メディアと広報活動の最新トレンドについて

 マーケティング広報分野では、既にネットメディアやSNS(ソーシャル・ネットワーキング・サービス)など、デジタルでの施策が重視されている。今後、企業広報もその方向が強まっていくことは明らかである。
 広報活動を戦略的に実施する上で、ここ数年日本ではトリプルメディアの概念が浸透してきた。トリプルメディアとは、Earned Media(いわゆるメディアリレーションズとソーシャルメディア)、Paid Media(広告)、Owned Media(自社)の3つだが、最近米国では、Earned MediaからSocial Mediaを分離して、Shared Mediaというひとつのカテゴリーとして位置付ける、 PESO(Paid、Earned、Shared、Owned)モデルと呼ばれる考え方がスタンダードである。

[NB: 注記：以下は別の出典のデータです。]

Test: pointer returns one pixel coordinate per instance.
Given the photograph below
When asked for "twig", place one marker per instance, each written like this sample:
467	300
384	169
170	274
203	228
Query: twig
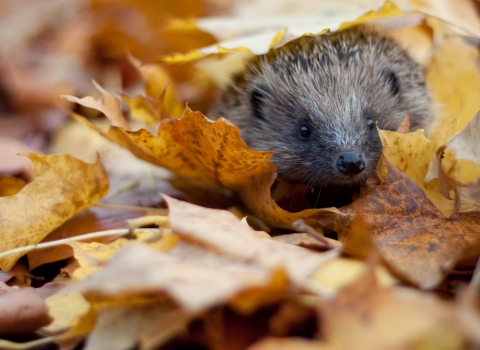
6	344
301	226
157	211
447	19
28	248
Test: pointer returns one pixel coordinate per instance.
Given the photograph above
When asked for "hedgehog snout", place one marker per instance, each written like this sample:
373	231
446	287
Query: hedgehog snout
350	163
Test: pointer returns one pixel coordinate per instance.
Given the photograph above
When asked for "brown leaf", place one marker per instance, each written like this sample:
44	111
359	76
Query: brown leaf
107	104
10	185
387	318
137	270
91	220
404	128
271	343
63	187
148	326
223	232
466	144
436	170
410	233
212	152
22	310
11	163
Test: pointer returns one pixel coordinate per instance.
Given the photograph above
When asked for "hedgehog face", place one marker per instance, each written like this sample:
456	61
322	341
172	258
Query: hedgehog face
316	141
316	101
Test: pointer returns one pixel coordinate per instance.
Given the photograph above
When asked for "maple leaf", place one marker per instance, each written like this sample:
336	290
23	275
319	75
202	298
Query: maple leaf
415	239
454	62
214	153
63	187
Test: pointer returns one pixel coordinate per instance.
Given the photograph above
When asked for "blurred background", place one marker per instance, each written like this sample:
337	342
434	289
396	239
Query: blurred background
50	48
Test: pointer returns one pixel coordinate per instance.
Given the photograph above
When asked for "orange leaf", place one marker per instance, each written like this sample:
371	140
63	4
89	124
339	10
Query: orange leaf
63	187
411	234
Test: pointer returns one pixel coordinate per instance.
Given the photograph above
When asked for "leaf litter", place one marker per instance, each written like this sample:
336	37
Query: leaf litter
206	278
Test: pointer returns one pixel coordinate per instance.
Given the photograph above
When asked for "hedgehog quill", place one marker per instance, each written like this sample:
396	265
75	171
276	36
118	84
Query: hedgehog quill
317	100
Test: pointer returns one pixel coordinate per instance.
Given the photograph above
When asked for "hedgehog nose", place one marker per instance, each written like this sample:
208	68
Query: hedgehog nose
350	163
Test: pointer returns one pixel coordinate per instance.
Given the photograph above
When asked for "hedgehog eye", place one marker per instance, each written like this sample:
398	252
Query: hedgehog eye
304	131
392	81
370	124
257	101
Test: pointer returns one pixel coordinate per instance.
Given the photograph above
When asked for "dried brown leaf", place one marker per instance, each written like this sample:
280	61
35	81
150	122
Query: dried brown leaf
409	232
22	310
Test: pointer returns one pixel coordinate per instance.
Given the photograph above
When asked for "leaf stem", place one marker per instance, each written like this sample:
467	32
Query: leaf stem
28	248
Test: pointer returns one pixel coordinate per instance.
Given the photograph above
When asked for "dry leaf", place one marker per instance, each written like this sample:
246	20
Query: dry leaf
410	233
454	80
261	43
22	310
212	152
66	307
137	270
411	153
386	318
466	144
147	326
223	232
63	186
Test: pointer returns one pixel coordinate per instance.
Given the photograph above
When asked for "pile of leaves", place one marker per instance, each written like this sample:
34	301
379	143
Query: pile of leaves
92	258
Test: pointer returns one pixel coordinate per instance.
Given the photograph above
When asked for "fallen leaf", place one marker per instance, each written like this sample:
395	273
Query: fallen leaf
223	232
211	152
466	144
22	310
147	326
271	343
93	219
338	273
454	80
376	317
66	307
415	239
107	104
259	44
11	162
137	270
63	187
412	153
10	185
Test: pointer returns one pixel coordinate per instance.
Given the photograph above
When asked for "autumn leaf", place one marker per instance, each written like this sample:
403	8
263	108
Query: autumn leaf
147	324
454	62
63	186
414	238
263	42
22	310
223	232
137	270
466	144
212	152
107	104
370	314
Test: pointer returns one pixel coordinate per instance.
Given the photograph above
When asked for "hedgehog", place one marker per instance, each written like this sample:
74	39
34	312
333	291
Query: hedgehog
317	102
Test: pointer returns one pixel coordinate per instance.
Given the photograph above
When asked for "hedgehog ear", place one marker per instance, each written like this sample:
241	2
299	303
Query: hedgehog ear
257	99
391	81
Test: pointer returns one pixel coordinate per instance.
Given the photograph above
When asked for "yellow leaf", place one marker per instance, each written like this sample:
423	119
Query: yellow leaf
454	79
63	186
66	307
270	40
107	104
387	11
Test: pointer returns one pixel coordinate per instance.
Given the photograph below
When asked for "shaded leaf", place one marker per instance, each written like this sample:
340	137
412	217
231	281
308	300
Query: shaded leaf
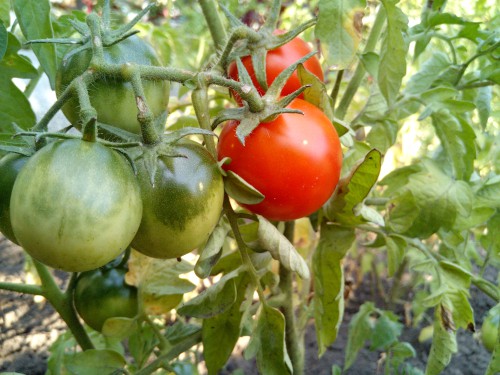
268	343
281	248
329	282
35	23
393	52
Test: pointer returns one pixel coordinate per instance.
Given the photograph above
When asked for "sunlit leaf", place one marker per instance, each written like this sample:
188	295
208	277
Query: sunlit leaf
339	30
329	282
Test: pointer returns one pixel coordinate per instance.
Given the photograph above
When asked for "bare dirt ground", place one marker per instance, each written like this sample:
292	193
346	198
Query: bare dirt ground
28	328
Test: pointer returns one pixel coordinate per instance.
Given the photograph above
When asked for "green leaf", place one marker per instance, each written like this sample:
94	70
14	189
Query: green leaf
212	251
35	23
3	40
427	74
424	199
329	282
281	248
215	300
457	138
393	52
360	330
444	342
92	361
483	104
240	190
318	95
14	107
386	331
352	190
396	247
268	343
221	332
338	30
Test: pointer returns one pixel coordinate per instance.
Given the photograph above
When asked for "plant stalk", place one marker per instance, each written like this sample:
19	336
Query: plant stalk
294	341
359	73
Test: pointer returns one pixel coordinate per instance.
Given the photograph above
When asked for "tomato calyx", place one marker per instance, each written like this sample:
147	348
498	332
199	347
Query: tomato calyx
273	104
166	147
257	43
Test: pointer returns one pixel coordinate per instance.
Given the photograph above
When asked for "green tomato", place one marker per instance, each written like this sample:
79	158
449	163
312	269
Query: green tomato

 従来、広報は広告活動を担当すべきでない、とされた。自社メディアといえば社内報、SNSはブランド担当者の仕事であった。しかし、今後企業広報分野でもOwnedメディアを核に、Paid、Earned、Sharedを統合的に結んだ戦略が必要になるだろう。広報は、強みである「社会の視点で有益な情報」に加工して、ストーリーを語ることがより重要になってきている。商品のスペックの話ではなく、企業や商品がいかに社会問題を解決し貢献しているかを語ることも大事だ。日本では、新聞をはじめマスメディアへの信頼性が圧倒的に高く、米国とは単純に比較できないが、グローバル企業の広報担当者は、非常に細かく細分化されたターゲット層それぞれにアプローチして、対応していかなければならなくなる。SNSを含め、ターゲットとの接点で、ストーリーや仕掛けを至るところに置いておく時代がくるだろう。(常識12「企業広報のトレンド」)
(文責:国内広報部主任研究員 遠藤瞭太)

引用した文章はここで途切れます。